Delineating a tumor as the volume of interest prior to radiomic feature extraction is a key rate-limiting step in quantitative imaging analysis [8]. It is common for various segmentation methods, including manual segmentation and computer-aided segmentation methods, to produce large under-segmentation and/or over-segmentation errors due to the high variability of tumor shape, size, and intensity, and the low contrast between a tumor and the surrounding tissues. For instance, manual human segmentation is time-consuming and raises concerns of inter-observer and intra-observer variability and validation. Semi-automated approaches, which are more rapid and uniform, are still being validated for applicability in different scenarios [8]. Such segmentation errors may eventually introduce large errors into the calculation of radiomic features, leading to bad predictions.
To ensure the reliability of quantitative radiomic features, accurate and robust tumor delineation is essential. Recently, more and more researches are working on the impact of variations in segmentation on radiomic features for different cancer types. For lung cancer, inter-observer variability with respect to manual versus semiautomated segmentation (3D Slicer) was studied in which semiautomated methods were found to have improved feature reproducibility in positron emission tomography (PET) image [8]. Textural feature reproducibility with respect to two different semiautomated segmentation algorithms was also studied, and homogeneity, contrast, dissimilarity, and coarseness were found to be the most reproducible features [9]. For head and neck cancer, different PET segmentation methods (manual, semiautomated, and fully automated) were compared, and more than half of the radiomic features were found to be reproducible [10]. Studies on other cancer types can be found in the recent review paper [11] and references therein.

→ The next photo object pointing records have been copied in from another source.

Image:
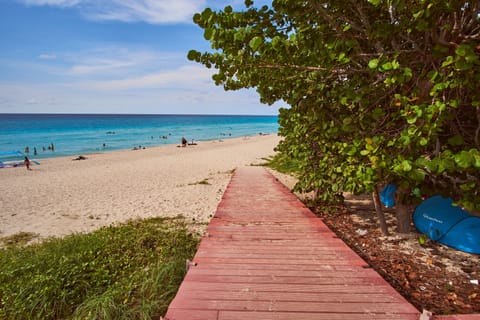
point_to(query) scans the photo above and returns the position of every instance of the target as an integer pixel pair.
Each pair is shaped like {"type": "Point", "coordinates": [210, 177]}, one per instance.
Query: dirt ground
{"type": "Point", "coordinates": [431, 276]}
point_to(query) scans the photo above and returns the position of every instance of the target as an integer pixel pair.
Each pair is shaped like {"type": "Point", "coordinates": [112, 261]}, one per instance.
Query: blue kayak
{"type": "Point", "coordinates": [448, 224]}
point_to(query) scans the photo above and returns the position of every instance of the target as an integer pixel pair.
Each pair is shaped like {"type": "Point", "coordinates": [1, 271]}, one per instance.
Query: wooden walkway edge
{"type": "Point", "coordinates": [266, 256]}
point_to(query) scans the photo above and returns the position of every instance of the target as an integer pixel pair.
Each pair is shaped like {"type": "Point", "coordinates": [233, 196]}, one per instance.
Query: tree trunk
{"type": "Point", "coordinates": [403, 218]}
{"type": "Point", "coordinates": [379, 211]}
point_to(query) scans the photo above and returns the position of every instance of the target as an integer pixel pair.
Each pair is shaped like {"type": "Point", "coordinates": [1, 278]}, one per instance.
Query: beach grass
{"type": "Point", "coordinates": [129, 271]}
{"type": "Point", "coordinates": [283, 163]}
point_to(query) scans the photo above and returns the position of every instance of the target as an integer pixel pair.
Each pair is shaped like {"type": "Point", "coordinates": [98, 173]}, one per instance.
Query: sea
{"type": "Point", "coordinates": [55, 135]}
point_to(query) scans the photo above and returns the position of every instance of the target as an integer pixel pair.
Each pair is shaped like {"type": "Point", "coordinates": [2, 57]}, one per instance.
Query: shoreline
{"type": "Point", "coordinates": [31, 156]}
{"type": "Point", "coordinates": [61, 196]}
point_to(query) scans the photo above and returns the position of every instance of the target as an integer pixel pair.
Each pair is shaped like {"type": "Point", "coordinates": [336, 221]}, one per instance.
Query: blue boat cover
{"type": "Point", "coordinates": [448, 224]}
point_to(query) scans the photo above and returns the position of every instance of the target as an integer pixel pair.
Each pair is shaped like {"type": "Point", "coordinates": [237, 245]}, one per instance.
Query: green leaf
{"type": "Point", "coordinates": [387, 66]}
{"type": "Point", "coordinates": [193, 55]}
{"type": "Point", "coordinates": [255, 43]}
{"type": "Point", "coordinates": [464, 159]}
{"type": "Point", "coordinates": [373, 64]}
{"type": "Point", "coordinates": [456, 140]}
{"type": "Point", "coordinates": [208, 34]}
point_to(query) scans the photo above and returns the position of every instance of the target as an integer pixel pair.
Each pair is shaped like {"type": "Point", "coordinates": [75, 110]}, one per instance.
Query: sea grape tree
{"type": "Point", "coordinates": [378, 91]}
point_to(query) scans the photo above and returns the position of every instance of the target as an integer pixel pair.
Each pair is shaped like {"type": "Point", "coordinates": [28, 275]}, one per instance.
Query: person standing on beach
{"type": "Point", "coordinates": [27, 163]}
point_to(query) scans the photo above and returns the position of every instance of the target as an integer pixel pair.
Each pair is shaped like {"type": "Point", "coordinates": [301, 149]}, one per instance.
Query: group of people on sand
{"type": "Point", "coordinates": [50, 147]}
{"type": "Point", "coordinates": [185, 142]}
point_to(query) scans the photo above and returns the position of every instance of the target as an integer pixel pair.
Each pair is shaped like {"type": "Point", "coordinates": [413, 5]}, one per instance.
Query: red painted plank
{"type": "Point", "coordinates": [289, 306]}
{"type": "Point", "coordinates": [177, 314]}
{"type": "Point", "coordinates": [289, 296]}
{"type": "Point", "coordinates": [266, 256]}
{"type": "Point", "coordinates": [255, 315]}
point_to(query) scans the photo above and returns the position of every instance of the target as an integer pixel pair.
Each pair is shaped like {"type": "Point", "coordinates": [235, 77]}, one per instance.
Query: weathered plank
{"type": "Point", "coordinates": [266, 256]}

However, most existing studies focused on the PET images, while only one multi-center study was designed for CT image [12]. Thus, it is of great importance to pay more attention to the impact of variations in CT image segmentation.

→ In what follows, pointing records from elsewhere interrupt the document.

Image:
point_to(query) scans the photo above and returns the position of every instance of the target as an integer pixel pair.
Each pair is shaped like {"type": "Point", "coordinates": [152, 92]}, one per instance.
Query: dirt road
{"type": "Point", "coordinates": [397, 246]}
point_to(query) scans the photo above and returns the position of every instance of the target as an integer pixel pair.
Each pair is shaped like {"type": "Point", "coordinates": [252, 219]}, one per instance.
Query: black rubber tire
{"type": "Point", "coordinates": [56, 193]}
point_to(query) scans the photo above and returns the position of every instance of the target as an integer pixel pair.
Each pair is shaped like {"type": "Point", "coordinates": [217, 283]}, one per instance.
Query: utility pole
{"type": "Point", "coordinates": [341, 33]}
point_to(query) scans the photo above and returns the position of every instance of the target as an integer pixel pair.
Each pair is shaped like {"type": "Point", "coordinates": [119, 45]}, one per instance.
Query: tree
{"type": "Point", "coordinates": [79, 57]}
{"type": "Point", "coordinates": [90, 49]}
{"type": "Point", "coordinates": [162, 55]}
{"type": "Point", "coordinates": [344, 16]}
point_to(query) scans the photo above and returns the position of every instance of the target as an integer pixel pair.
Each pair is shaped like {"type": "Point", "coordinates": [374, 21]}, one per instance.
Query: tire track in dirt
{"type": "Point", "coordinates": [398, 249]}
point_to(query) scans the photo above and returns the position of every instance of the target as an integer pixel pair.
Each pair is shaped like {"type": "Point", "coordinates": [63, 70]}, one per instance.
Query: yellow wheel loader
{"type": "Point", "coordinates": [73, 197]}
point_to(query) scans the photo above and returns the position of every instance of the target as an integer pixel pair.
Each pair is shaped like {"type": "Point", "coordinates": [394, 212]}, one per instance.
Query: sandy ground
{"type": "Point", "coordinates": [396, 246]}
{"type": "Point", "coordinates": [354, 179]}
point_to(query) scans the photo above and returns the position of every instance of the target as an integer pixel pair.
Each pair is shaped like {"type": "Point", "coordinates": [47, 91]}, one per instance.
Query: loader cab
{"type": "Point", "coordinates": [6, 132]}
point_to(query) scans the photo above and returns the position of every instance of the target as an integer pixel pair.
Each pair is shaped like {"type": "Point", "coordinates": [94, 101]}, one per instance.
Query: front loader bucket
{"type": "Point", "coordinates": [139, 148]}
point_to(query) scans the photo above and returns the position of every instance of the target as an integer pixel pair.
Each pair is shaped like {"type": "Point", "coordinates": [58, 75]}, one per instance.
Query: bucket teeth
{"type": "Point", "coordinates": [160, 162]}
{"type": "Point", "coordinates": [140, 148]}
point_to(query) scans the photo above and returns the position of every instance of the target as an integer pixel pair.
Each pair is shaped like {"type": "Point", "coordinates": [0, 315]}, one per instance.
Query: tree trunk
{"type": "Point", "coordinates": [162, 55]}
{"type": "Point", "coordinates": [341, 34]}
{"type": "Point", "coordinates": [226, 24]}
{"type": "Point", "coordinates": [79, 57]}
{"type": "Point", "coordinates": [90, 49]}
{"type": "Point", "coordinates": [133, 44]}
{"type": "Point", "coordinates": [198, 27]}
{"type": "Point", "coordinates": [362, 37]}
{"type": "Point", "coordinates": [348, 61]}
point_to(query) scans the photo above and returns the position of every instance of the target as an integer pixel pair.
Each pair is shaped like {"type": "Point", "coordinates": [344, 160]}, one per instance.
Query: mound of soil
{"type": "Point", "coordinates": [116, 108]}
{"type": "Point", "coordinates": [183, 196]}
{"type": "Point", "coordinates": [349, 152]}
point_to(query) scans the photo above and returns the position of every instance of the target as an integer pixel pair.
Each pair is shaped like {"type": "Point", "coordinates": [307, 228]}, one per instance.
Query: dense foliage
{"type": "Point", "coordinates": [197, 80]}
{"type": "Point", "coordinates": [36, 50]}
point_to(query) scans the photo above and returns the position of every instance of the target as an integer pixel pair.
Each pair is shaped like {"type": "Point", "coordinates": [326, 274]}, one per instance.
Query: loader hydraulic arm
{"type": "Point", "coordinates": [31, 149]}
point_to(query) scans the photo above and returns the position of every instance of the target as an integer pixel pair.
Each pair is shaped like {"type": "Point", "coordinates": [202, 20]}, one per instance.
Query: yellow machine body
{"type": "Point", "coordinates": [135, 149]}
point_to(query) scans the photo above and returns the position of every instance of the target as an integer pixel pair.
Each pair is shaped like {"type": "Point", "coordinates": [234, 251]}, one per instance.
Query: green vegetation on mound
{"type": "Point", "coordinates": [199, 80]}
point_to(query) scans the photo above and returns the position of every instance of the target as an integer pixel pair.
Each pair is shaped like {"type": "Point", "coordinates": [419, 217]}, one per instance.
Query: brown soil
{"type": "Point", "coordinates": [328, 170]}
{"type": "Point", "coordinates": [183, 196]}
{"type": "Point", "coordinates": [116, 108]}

To that end, our team carried out stability analysis of standard radiomic features with respect to manual segmentation variability based on the contrast-enhanced computed tomography (CT) axial images of 436 patients with oropharyngeal cancer (OPC). Specifically, we created three sets of tumor segmentation results, representing manual segmentation results, under-segmentation results, and over-segmentation results. We assessed the inter-rater reliability and reproducibility of the three segmentation results via calculating the intra-class correlation coefficient (ICC) and concordance correlation coefficient (CCC), which are commonly used in existing literature [11]. To test reproducibility, we assessed the correlation to treatment-related outcomes as a function of the radiomic features.
2. Material and methods
2.1. Patient demographics and clinical end points
The 436 patients with OPC treated with curative-intent intensity-modulated radiation therapy (IMRT) at The University of Texas MD Anderson Cancer Center were drawn from a larger oropharynx cohort between the years 2005 and 2012. Patients were retrieved from an internal University of Texas MD Anderson Cancer Center database after getting approved by the University of Texas MD Anderson Cancer Center Institutional review board (IRB). All methods for this study were performed in accordance with the University of Texas MD Anderson Cancer Center IRB guidelines and regulations. Being an HIPAA-compliant retrospective study waived the prerequisite for informed consent. The records of all the 436 patients were thoroughly screened for specific demographic data, disease characteristics, treatment details and outcomes [13]. In particular, the patients’ demographics data included: gender, age at diagnosis and race. Disease characteristics encompassed: tumor laterality and oropharynx subsite of origin. Furthermore, TNM (Tumor, node and metastases) classification was also provided, where T category described the original (primary) tumor, as regard its size and extent, per the American Joint Committee on Caner (AJCC) and Union for International Cancer Control (UICC) cancer staging system, 7th edition. Similarly, N category described whether or not the cancer has reached nearby lymph nodes, per the AJCC and UICC cancer staging system, 7th edition, along with the corresponding AJCC stage. Also, individual patient’s vital status was dichotomously reported as ‘1 = alive’ or ‘0 = dead’, as an indicator for overall survival (OS) status. More details about the patient demographics and clinical information can be found in the work of Elhalawani et al [13].
2.2. Image acquisition
Contrast-enhanced CT images were performed independently in the course of pre-treatment diagnostic work-up according to institutional protocol. The contrast-enhanced CT images were restored from the patients’ electronic medical records, with a section thickness of 1–5 mm (median: 1.25 mm in 84.7% of the cases) and an X-ray tube current of 100–584 mA (220 mA for 68.1% of the patients) at 100–154 kVp (120 kVp for 66% of the patients). Most of the CT scans (92%) were obtained using GE Medical Systems scanners, LightSpeed16 (55.2%) and LightSpeed VCT (27.4%) models. The display field of view was 25 cm; axial images were acquired by using a matrix of 512 512 pixels and reconstructed with a voxel size of 0.048828 cm 0.048828 cm along the x-axis and y-axis. Forty-four patients had CT scans with a slice thickness (Z-dimension) that was not equal to 1.25 mm (range 0.5 to 5 mm). One hundred and twenty milliliters of contrast material were injected at a rate of 3 ml sec−1, followed by scanning after a 90-s delay [13].
2.3. Image preprocessing
Some preprocessing steps, including smoothing, normalization, and resampling, were applied on the raw CT images. In order to implement these steps, an open infrastructure software platform, named ”IBEX” [14], were considered here. Specifically, the Gaussian smoothing method and histogram matching method [15] were selected for the smoothing step and normalization step, respectively. For those forty-four CT scans with a slice thickness not equal to 1.25 mm, the UpDown-Sampling method was adopted to make all the images with the consistent slice thickness, i.e., 1.25 mm.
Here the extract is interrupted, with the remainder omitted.